The state House of Representatives passed legislation last year, but a companion bill was not taken up in the state Senate. Brown, R-Monroe/Pike, has been working with Eileen Miller on the legislation for several years. In 2010, Miller lost her son, 21-year-old Paul Miller Jr., to a devastating car crash caused by a distracted tractor trailer driver on State Route 33.
The reintroduced bill has been referred to the House Transportation Committee.
“Every day, I witness many drivers using their cellphones irresponsibly while driving- willingly putting themselves and those around them in danger on our roadways,” said Brown.
“Cell phones are now becoming the largest distraction in the car and too many innocent lives, both in Pennsylvania and nationwide, have been altered or tragically lost due to this distracted driving. I want to thank Rep. Malagari for his bipartisan support of this legislation and working with me to get this legislation to the governor’s desk this session. “
Brown and Malagari, D-Montgomery, propose making driving a vehicle while holding or supporting any electronic device, regardless of a driver’s age, a primary offense subject to a $100 fine and no points on a driver’s license. The fine for texting while driving would also double from $50 to $100. Cell use would be allowed only when a vehicle is stopped on the side of the road. GPS could be used but must be hands-free or supported with the body.
A parent or guardian would be required to certify their child has viewed educational materials about distracted driving before the child receives a driver’s license. If passed, drivers would receive a warning for the first six months if they are pulled over by police for using a cell phone while driving. Lastly, Brown and Malagari have written a clause that clarifies drivers can’t be cited for both texting while driving and driving while supporting or holding a cell phone.
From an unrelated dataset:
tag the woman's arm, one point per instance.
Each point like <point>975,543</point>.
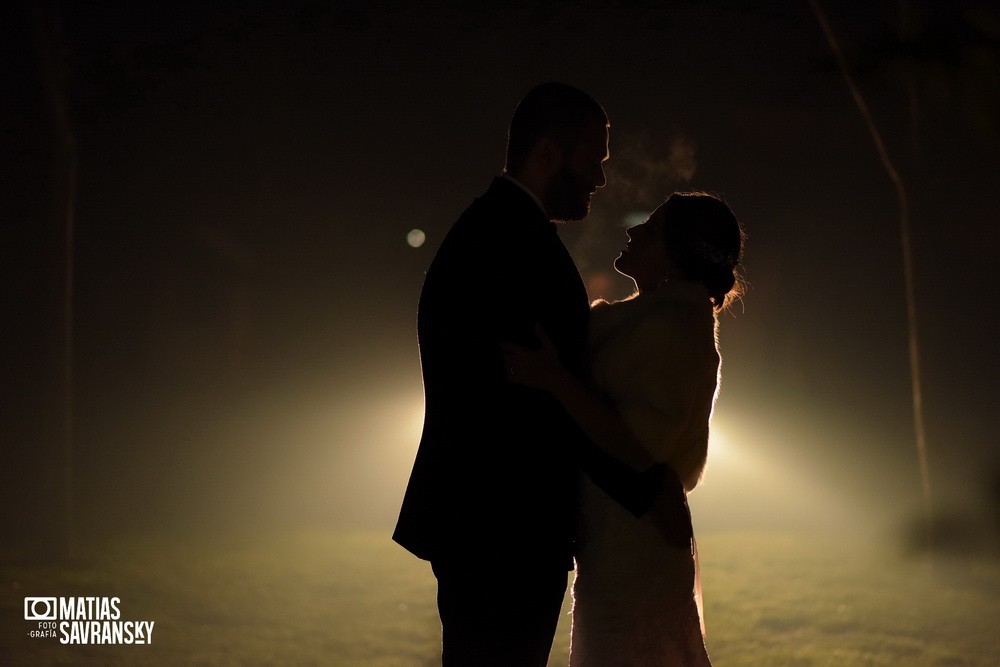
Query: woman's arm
<point>541,369</point>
The northeastern region of the Unites States including New York, New Jersey, Ohio, Connecticut, Maryland, Delaware, Vermont, New Hampshire and West Virginia, which share borders with Pennsylvania, ban hand-held cell phone use while driving. Brown and Malagari also point to a AAA Traffic Safety Culture Index that found 87.5% of drivers believe distracted driving has outpaced all other traffic-related issues as a growing safety concern and 6.8% of drivers view texting or emailing while driving a serious threat.
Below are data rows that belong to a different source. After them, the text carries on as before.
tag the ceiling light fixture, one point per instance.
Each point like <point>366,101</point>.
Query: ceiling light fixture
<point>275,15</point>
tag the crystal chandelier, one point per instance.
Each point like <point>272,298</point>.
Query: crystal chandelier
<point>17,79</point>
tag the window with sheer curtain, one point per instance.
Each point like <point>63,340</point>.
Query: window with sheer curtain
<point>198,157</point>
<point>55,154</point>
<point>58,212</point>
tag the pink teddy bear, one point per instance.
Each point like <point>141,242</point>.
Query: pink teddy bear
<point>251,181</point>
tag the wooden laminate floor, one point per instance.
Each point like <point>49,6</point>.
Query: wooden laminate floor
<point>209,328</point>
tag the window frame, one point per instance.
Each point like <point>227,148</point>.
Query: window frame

“Almost every one of Pennsylvania’s neighboring states enacted driver responsibility laws to not allow mobile device use while driving. It’s time that Pennsylvania catches up to make our roadways safer,” said Malagari. “Strengthening our penalties on distracted driving is not a partisan issue, and it would show that our Commonwealth will not tolerate such reckless behavior. Our legislation is a commonsense measure that ensures responsible drivers aren’t impacted and it has the potential to prevent countless tragedies.”